Saturday, October 15, 2011

Silence and Spanish Moss

Today we arrive at Mepkin Abbey, and before any other encounter, before you step into the cloister area or walk into the chapel, before you walk the labyrinth or discover the Cooper River, you know, undeniably, that you are in the Deep South.

In her former life, Mepkin was a stately plantation, and her roots go almost as far back as the Revolutionary War.  Early in the 20th century the property fell under the ownership of Clare Booth Luce, heiress to the Time Magazine fortune, but around the 1940's she donated the entire property to the Order of Cistercians, Strict Observance: the Trappists.



The lane is your first encounter with the monastery, and it's hard to think of a more genteel or beckoning welcome to a place of quiet and prayer.  The live oak bends down to meet you, arching over your head like an attendant mother.  The soft fronds of Spanish moss whisper in the wind, adding other, quiet voices to the welcome – if you care to listen.  The monks have taken this property and gently made it their own home, building a beautiful chapel (the shape of which is modeled, serendipitously, after tobacco barns in the South).  Miss Ursula welcomes you at the gift shop, where there are precious collections of pottery, jams, and spiritual books.  Most days, recordings of orthodox chant waft gently through the shop.

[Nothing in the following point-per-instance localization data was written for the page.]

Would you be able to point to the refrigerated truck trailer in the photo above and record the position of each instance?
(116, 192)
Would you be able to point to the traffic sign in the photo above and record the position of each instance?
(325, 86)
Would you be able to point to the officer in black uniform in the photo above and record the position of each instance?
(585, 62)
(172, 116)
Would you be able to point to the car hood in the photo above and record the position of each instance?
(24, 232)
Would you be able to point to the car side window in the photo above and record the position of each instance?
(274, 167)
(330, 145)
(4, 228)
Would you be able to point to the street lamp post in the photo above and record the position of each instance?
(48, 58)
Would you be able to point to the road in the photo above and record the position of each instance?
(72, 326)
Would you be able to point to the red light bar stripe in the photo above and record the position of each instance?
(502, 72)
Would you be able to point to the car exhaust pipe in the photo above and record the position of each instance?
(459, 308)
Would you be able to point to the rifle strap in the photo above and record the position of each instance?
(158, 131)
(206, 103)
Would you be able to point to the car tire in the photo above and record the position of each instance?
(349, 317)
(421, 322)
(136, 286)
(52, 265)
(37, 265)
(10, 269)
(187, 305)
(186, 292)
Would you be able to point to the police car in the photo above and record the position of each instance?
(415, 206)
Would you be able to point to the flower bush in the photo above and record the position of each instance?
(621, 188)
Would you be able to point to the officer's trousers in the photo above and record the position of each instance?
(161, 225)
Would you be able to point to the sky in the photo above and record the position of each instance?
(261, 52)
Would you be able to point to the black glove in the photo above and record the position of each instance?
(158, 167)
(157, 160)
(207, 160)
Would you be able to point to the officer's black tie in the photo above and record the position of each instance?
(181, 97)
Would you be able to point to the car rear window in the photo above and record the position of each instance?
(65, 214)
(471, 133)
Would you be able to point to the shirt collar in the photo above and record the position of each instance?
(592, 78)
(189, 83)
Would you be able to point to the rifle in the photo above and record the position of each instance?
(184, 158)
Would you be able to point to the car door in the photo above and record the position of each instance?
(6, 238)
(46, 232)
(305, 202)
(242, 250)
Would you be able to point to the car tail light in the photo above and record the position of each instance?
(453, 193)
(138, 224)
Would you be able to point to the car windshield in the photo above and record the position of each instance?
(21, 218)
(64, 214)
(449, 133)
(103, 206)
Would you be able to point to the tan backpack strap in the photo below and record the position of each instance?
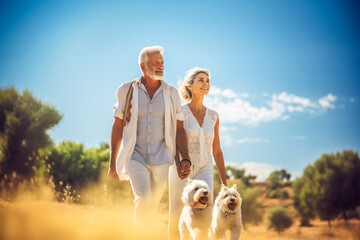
(128, 103)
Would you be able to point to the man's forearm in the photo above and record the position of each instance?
(181, 143)
(115, 142)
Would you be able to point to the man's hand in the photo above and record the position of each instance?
(113, 174)
(183, 169)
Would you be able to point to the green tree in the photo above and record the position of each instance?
(304, 194)
(279, 219)
(328, 187)
(24, 122)
(70, 164)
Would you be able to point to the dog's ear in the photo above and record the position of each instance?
(185, 197)
(189, 180)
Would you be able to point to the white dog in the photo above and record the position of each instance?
(227, 214)
(195, 218)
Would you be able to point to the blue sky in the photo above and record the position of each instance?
(285, 74)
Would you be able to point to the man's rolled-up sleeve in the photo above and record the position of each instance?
(119, 106)
(179, 112)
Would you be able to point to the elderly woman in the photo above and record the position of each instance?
(201, 125)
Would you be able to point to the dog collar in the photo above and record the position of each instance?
(227, 213)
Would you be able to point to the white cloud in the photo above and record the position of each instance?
(234, 109)
(261, 170)
(228, 93)
(290, 98)
(326, 101)
(225, 128)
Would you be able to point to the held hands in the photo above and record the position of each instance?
(183, 168)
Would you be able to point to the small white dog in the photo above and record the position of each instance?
(195, 218)
(227, 214)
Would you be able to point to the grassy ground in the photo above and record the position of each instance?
(52, 220)
(27, 218)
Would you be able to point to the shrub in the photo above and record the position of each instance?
(279, 219)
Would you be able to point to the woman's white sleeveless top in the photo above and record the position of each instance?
(200, 139)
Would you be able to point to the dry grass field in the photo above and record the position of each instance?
(29, 219)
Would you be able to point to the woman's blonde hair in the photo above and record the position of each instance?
(188, 80)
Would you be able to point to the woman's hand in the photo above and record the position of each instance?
(183, 168)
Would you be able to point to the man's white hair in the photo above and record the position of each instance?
(143, 56)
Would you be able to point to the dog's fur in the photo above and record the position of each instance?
(226, 214)
(195, 218)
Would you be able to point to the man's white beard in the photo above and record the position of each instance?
(153, 74)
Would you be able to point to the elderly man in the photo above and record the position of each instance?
(143, 147)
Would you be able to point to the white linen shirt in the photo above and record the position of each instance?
(173, 113)
(150, 147)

If you've ever seen any movies about cloistered orders – Into Great Silence or Of Gods and Men – you will know that at a monastery, schedules are important.  Small sounds are important.  Bells mean something beyond their mere sound.  There is a gentle rippling, an almost imperceptible purling to the passage of time here, not unlike the movement of a very small stream of water..  If one can open up the heart and settle the soul, there are spiritual landscapes that can lead to wonderful discoveries.



So today we step into that landscape.  After two months of frenetic, non-stop labor in the vineyard of Notre Dame, here is where we choose to find some rest.

There is music here, too.  Not just the audible kind.  But more on that later.